The second name in the video is particularly interesting due to some of the more publicly accessible work of the researcher—the British cognitive psychologist Diana Deutsch. An expert in the psychology of music, Deutsch has not just conducted and published scholarly work on auditory illusions (see this video), but has also published sound recordings in the area. In a fascinating description of one such illusion, Deutsch writes on how the mind plays tricks on us. A sequence of two alternating tones spaced an octave apart is presented to both ears simultaneously. But while one ear gets the low tone, the other receives the higher one, and vice versa. So it is essentially a “single continuous two-tone chord” that the listener hears through headphones. As Deutsch writes, “One can easily imagine how this pattern should sound if perceived correctly. However, such a precept is very rare.
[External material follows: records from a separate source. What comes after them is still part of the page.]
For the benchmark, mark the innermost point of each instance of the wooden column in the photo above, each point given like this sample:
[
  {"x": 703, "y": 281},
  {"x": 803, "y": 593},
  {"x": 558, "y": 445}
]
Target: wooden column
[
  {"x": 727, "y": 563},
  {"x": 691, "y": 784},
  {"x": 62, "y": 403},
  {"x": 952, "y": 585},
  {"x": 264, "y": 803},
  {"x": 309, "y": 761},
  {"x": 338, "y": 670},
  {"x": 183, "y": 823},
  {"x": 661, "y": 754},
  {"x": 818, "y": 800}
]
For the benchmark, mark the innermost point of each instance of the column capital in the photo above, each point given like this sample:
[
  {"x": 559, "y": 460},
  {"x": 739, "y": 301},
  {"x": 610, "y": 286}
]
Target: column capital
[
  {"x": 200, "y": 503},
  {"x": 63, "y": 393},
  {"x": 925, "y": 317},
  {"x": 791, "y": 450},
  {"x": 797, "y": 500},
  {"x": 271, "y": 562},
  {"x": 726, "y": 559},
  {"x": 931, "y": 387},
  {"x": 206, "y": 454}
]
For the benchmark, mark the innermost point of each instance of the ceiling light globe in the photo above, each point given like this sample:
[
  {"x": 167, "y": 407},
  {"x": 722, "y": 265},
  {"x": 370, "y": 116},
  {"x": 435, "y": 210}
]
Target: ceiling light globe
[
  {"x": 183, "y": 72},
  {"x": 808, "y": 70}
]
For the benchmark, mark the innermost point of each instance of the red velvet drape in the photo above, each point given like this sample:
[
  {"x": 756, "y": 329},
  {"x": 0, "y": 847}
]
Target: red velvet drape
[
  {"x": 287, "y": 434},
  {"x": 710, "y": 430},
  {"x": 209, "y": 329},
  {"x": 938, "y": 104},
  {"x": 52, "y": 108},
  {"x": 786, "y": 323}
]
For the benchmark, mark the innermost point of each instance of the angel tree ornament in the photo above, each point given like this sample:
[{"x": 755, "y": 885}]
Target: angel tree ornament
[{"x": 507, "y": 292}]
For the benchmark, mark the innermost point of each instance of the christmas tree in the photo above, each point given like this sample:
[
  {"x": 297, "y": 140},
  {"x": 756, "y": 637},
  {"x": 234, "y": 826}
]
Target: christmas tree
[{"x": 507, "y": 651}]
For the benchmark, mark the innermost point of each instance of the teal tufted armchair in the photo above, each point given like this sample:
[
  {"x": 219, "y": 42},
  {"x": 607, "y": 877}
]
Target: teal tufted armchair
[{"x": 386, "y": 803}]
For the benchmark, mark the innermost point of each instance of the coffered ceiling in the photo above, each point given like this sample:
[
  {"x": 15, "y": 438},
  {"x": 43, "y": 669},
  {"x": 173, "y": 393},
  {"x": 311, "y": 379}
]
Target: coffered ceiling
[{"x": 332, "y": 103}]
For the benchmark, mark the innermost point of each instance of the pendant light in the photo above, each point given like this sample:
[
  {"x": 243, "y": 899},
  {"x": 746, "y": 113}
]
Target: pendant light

Instead, a variety of paradoxical illusions are obtained.” The listener instead hears “a single intermittent high tone in one ear, which alternates with a single intermittent low tone in the other ear.” (This sort of psychoacoustic oddity is reminiscent of the McGurk-McDonald Effect and binaural beats, about which I have written before here). Intriguingly—for reasons other than perceptual and cognitive science—Deutsch writes at the outset:

…powerful illusions may readily occur when multiple streams of sound emanate from different regions of space.

She points out further that sounds in our natural environment are “subject to considerable and complex changes before they reach our eardrums.” Consequently, we have developed “special purpose mechanisms” that help us grasp these effects and deploy them to our advantage.

It is this idea of illusion, of trickery, and tomfoolery, that is of great interest to me. It challenges the traditional hierarchies of the perceived ‘real', and feed our febrile imagination. This is a most beguiling liminal space in between the real and imagined—the realm of sonic phantasmagoria. What indeed do we hear there?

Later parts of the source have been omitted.